والثاني ما تعلق فيه بشبهة ، فأما الأول منهما فمتعلق بأفعال الجوارح وهو ارتكابه للمحظورات وإقدامه على المنكرات تحكيما للشهوة وانقيادا للهوى ، فهذا فسق يمنع من انعقاد الإمامة ومن استدامتها ، فإذا طرأ على من انعقدت إمامته خرج منها ، فلو عاد إلى العدالة لم يعد إلى الإمامة إلا بعقد جديد …..

“Ada pun cacat dalam ‘adalah (keadilan) yaitu kefasikan, ini pun ada dua macam ; Pertama, dia mengikuti syahwat; Kedua, terkait dengan syubhat.

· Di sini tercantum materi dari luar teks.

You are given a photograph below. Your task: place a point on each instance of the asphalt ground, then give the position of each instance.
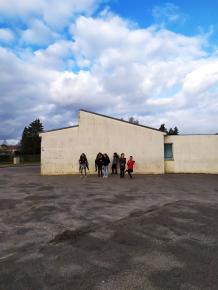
(65, 232)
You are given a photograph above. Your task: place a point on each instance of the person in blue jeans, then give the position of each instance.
(106, 161)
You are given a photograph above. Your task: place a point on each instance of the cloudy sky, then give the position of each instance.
(154, 60)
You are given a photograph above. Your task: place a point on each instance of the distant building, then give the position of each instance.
(153, 151)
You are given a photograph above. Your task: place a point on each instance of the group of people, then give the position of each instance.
(102, 162)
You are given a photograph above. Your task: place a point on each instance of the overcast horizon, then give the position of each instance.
(155, 61)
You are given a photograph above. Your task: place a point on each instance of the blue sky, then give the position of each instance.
(154, 60)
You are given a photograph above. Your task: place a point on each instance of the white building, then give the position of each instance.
(61, 148)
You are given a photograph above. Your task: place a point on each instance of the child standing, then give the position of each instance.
(130, 165)
(122, 162)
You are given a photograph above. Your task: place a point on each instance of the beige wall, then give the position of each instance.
(58, 151)
(61, 149)
(193, 154)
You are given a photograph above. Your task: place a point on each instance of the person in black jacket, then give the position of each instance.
(115, 163)
(106, 161)
(83, 164)
(99, 164)
(122, 162)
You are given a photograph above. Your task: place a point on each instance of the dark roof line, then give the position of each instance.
(195, 134)
(124, 121)
(60, 129)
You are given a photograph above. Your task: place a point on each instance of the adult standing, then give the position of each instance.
(106, 161)
(115, 163)
(99, 164)
(122, 162)
(83, 164)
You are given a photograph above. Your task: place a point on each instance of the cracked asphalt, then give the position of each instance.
(154, 232)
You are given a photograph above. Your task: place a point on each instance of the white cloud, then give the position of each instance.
(54, 13)
(110, 66)
(38, 33)
(6, 35)
(168, 13)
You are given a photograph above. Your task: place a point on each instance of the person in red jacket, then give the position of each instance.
(130, 165)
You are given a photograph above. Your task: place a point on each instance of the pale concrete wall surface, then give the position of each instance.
(193, 154)
(61, 149)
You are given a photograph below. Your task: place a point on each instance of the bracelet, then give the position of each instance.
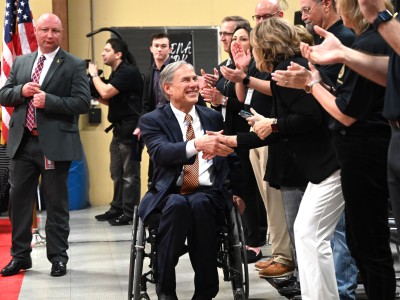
(308, 86)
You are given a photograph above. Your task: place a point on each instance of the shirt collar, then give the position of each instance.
(49, 56)
(180, 115)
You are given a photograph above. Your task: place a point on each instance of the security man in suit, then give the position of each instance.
(186, 212)
(48, 90)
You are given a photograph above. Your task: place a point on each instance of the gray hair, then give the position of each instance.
(167, 74)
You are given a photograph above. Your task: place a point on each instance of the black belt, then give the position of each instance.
(201, 188)
(394, 123)
(33, 132)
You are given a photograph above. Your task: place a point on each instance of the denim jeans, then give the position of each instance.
(345, 266)
(125, 173)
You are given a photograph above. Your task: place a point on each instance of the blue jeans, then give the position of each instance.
(345, 266)
(125, 173)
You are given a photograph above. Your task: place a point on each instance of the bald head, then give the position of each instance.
(48, 31)
(269, 8)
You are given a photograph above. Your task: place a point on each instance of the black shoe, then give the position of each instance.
(107, 216)
(291, 290)
(58, 268)
(14, 266)
(121, 220)
(252, 256)
(281, 283)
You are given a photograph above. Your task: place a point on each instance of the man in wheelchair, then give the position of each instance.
(189, 188)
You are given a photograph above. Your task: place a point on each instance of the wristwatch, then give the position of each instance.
(274, 125)
(309, 85)
(246, 80)
(383, 16)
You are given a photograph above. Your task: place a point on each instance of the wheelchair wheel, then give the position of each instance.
(136, 257)
(240, 278)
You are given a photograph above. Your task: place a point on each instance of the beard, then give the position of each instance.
(310, 28)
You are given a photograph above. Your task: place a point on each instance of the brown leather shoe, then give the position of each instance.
(260, 265)
(276, 269)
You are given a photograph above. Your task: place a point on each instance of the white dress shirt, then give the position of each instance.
(206, 170)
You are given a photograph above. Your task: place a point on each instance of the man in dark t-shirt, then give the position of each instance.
(123, 95)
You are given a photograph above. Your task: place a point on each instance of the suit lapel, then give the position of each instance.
(57, 62)
(172, 123)
(30, 60)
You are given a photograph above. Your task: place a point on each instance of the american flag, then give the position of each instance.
(19, 38)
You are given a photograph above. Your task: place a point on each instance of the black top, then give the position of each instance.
(127, 103)
(233, 122)
(359, 97)
(392, 98)
(303, 127)
(346, 37)
(262, 103)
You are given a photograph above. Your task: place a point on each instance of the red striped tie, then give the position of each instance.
(190, 172)
(30, 114)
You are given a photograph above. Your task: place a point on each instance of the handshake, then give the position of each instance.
(215, 144)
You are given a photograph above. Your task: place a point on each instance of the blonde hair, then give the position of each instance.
(350, 9)
(304, 35)
(274, 40)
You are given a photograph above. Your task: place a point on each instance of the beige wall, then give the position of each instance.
(131, 13)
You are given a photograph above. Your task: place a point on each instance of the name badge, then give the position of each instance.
(249, 95)
(48, 164)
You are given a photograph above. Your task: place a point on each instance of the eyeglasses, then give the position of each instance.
(264, 17)
(307, 9)
(224, 33)
(45, 30)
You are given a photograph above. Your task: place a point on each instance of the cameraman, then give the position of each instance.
(122, 94)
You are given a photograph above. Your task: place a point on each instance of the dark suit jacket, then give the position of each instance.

Bagian pertama (fasik kerana syahwat) terkait dengan perbuatan anggota badan, yaitu dia menjalankan berbagai larangan dan kemungkaran, baik kerana menuruti hawa syahwat, dan tunduk kepada hawa nafsu. Kefasikan ini membuat seseorang tidak boleh diangkat menjadi imam (pemimpin), dan juga sebagai pemutus kelangsungan imamah (kepemimpinan) nya. Jika sifat tersebut terjadi pada seorang pemimpin, maka dia harus mengundurkan diri dari imamah-nya. Jika ia kembali adil (tidak fasik), maka imamah tidak otomatik kembali kepadanya, kecuali dengan pengangkatan baru. ……..” (Al-Ahkam ash-Shulthaniyyah, hlm 28)

Maka jelaslah bahawa hukum asalnya Islam hukum melarang mengangkat orang-orang munafik untuk menjadi pemimpin. Termasuk dalam hal ini adalah kefasikan, yang akan membuat karakter seorang pemimpin cacat dalam menegakkan keadilan. Mengingat posisi pemimpin yang sangat strategik dalam Islam, sehingga harus bersih pula dari kemunafikan dan kefasikan.